Just down the street at a modest, open-counter storefront (94 Jerusalem Blvd.), Shlomi Levi, 33, handed us small cups of malabi, a cool milky pudding thickened with cornstarch and topped with a subtle rose-water syrup. The family recipe is Bulgarian, closely held and the best of the versions I tried during my culinary reverie in Israel.
A few steps in the other direction took us to Ravi and Avner's Balkan deli (70 Jerusalem Blvd., 011-972-3-682-9236). The narrow shop is crammed with shelves of canned and bottled goods. In the cases are several varieties of house-made Bulgarian cheeses, pickled and whole smoked fish, and an impressive case full of freshly made salads; on the day we were there, we counted 15 kinds of eggplant salads alone.
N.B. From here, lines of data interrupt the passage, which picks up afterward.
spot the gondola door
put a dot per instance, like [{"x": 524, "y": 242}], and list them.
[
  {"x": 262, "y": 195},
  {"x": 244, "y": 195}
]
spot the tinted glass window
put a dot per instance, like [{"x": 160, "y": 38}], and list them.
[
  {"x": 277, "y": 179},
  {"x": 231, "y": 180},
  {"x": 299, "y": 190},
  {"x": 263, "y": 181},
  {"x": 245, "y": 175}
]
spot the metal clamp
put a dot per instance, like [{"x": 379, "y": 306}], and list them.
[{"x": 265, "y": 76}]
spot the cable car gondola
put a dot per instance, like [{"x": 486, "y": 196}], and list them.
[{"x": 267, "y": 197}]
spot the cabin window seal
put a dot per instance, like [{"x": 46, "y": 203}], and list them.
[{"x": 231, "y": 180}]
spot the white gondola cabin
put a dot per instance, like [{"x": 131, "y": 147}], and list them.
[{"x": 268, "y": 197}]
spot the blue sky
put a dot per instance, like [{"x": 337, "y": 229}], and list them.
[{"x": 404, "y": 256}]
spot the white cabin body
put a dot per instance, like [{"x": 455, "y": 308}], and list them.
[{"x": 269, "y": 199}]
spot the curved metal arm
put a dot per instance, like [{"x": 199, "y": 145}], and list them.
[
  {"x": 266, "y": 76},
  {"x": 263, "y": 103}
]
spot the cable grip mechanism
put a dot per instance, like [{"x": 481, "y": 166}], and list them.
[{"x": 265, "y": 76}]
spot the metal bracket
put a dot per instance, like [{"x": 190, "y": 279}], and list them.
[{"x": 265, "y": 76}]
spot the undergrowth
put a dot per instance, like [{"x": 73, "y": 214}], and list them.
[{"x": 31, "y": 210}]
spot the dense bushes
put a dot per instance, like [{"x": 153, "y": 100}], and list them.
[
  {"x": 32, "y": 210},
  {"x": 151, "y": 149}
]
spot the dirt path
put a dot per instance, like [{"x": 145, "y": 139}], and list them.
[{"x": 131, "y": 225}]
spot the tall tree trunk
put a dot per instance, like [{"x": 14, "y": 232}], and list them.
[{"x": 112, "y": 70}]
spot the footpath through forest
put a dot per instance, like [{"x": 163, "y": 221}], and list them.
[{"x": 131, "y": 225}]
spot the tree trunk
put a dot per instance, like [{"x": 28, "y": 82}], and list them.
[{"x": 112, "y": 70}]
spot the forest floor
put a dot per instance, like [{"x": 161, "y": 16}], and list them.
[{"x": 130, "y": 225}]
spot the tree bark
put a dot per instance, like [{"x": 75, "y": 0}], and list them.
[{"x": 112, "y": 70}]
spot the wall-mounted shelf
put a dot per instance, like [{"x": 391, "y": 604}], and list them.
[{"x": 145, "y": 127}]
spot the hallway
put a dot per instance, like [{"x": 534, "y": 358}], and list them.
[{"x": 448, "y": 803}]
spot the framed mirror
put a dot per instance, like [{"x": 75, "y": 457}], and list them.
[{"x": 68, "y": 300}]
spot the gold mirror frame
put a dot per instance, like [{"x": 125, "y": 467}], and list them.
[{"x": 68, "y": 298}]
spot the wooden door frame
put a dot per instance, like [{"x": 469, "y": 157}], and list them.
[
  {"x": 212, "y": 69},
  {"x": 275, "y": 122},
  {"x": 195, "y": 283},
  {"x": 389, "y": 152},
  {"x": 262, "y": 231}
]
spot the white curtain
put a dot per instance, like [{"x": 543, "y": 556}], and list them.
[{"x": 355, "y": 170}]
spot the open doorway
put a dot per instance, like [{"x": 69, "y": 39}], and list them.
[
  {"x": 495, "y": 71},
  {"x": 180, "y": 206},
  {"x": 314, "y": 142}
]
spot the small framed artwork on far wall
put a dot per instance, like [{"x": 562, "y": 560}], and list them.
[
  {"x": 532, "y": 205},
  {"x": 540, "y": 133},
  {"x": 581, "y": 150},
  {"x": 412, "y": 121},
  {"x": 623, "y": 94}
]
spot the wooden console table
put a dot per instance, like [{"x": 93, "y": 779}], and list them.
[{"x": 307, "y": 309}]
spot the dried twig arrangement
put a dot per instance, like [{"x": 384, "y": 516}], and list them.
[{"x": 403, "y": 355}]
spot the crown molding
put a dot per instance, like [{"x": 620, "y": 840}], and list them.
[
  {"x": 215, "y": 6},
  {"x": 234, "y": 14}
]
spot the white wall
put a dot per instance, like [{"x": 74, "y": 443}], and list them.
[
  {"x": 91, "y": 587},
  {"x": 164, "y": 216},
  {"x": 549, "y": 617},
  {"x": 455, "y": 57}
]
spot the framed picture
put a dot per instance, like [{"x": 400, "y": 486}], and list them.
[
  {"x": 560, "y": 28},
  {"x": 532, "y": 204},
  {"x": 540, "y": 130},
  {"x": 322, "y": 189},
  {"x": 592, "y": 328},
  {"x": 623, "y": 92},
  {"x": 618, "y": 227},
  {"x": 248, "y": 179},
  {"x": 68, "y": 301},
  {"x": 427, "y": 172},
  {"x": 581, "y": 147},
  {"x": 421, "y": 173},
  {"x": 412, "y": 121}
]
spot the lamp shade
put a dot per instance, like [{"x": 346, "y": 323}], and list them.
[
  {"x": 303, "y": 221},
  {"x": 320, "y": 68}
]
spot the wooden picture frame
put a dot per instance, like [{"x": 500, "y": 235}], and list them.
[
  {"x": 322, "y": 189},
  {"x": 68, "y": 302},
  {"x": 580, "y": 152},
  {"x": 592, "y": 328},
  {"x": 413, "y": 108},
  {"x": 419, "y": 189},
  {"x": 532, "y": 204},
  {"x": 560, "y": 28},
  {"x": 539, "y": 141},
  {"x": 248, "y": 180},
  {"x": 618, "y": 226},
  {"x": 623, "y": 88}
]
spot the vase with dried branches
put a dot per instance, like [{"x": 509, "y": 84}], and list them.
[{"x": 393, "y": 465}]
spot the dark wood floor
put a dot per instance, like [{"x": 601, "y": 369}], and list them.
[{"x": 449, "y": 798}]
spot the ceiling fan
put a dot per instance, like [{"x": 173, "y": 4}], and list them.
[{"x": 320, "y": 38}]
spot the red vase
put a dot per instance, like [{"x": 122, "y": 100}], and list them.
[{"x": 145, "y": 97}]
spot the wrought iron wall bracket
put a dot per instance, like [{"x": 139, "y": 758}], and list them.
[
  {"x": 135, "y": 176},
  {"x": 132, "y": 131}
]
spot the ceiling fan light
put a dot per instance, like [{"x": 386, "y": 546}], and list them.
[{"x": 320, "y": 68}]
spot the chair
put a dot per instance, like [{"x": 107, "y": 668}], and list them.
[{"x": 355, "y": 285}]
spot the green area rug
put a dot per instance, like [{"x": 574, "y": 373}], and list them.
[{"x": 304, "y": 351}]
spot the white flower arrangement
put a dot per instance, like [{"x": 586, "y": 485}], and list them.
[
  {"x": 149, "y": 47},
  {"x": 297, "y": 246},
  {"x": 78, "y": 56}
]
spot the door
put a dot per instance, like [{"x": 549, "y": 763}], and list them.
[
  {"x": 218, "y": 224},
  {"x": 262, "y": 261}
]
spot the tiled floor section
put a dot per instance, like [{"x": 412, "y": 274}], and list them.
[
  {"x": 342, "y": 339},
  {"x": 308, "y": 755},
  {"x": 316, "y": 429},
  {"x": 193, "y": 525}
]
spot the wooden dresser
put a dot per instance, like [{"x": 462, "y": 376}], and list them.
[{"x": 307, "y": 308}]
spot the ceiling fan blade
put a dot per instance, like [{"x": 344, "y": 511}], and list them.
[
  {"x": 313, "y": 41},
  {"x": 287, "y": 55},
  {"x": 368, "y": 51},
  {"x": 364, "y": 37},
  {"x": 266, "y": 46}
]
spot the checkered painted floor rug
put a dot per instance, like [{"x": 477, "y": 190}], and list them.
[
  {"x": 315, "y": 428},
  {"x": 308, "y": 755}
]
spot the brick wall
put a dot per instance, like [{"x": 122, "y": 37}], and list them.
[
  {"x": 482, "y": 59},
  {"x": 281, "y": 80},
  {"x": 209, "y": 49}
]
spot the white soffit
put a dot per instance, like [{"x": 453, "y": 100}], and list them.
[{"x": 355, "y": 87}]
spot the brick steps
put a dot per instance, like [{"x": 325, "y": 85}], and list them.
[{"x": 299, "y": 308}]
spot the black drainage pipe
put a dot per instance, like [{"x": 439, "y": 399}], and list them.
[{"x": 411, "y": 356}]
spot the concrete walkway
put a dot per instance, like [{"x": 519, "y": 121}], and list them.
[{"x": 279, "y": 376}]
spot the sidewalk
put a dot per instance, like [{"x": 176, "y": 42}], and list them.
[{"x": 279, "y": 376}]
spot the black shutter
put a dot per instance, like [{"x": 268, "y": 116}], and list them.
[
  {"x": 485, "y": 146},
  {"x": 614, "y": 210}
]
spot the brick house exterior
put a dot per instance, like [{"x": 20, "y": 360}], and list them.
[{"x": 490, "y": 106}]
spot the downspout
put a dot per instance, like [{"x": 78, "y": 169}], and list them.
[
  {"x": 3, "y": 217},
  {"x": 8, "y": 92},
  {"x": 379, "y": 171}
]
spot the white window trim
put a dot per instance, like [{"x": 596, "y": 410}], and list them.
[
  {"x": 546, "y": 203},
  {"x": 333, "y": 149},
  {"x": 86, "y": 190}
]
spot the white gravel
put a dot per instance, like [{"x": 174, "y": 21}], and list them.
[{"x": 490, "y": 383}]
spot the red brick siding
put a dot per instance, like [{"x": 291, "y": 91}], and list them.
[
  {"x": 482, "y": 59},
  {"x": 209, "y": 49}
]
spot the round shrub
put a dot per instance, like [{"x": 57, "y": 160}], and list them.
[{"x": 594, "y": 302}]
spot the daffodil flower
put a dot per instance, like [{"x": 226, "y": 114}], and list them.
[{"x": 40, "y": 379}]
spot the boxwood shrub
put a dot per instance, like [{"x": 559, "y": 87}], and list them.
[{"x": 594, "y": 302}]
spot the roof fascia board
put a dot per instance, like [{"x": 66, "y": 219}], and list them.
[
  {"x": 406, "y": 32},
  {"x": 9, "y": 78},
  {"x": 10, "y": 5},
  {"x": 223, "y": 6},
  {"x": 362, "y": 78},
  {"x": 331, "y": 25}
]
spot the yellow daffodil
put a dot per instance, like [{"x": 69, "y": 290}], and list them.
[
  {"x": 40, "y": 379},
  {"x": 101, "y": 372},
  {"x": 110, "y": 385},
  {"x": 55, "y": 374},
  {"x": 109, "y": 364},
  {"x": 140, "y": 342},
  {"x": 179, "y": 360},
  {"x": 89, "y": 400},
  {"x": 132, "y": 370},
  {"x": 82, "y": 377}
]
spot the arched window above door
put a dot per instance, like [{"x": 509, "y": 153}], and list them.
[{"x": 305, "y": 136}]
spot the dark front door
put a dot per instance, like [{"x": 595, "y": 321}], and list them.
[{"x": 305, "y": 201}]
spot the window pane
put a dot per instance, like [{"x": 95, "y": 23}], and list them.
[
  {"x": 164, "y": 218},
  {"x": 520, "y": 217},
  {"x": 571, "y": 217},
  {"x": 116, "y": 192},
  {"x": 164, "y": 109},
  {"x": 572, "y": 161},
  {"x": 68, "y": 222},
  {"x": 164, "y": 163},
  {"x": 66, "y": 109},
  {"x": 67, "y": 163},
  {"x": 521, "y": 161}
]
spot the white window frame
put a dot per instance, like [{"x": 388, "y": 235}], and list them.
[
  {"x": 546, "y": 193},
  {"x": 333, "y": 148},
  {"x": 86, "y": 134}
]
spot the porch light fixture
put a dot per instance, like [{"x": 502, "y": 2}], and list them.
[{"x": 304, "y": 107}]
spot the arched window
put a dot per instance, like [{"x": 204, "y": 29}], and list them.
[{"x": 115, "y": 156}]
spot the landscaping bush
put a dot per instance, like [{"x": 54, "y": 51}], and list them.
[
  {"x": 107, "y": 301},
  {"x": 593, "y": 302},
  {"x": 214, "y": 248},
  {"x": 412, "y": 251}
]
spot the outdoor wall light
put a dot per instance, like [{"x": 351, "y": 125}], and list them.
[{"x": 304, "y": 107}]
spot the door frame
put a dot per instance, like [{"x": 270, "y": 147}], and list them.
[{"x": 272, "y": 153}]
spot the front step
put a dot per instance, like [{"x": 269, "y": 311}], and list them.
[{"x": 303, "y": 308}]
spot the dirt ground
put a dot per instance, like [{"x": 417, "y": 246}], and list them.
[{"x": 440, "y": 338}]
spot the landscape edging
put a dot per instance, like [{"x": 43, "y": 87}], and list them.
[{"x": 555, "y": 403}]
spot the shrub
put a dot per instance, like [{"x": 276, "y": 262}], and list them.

Last stop: a 35-year-old kosher bakery and cafe named Leon (11 Oley Zion St., 011-972-3-683-3123) that sells frozen sheets of phyllo dough. Danny Buena, 45, is one of three brothers in the family business. He showed us fresh sheets made with canola oil, water, salt and flour. It was easy to see why Gur makes a special trip to buy them. Held up against the afternoon sunlight, a single sheet had texture and a little heft. ``We make it thicker so it's easier to work with,'' Buena said. The dough is used in the cafe's savory and sweet pastries called burekas, and it bakes up delightfully crisp.
I was wishing the plane ride home had cold storage.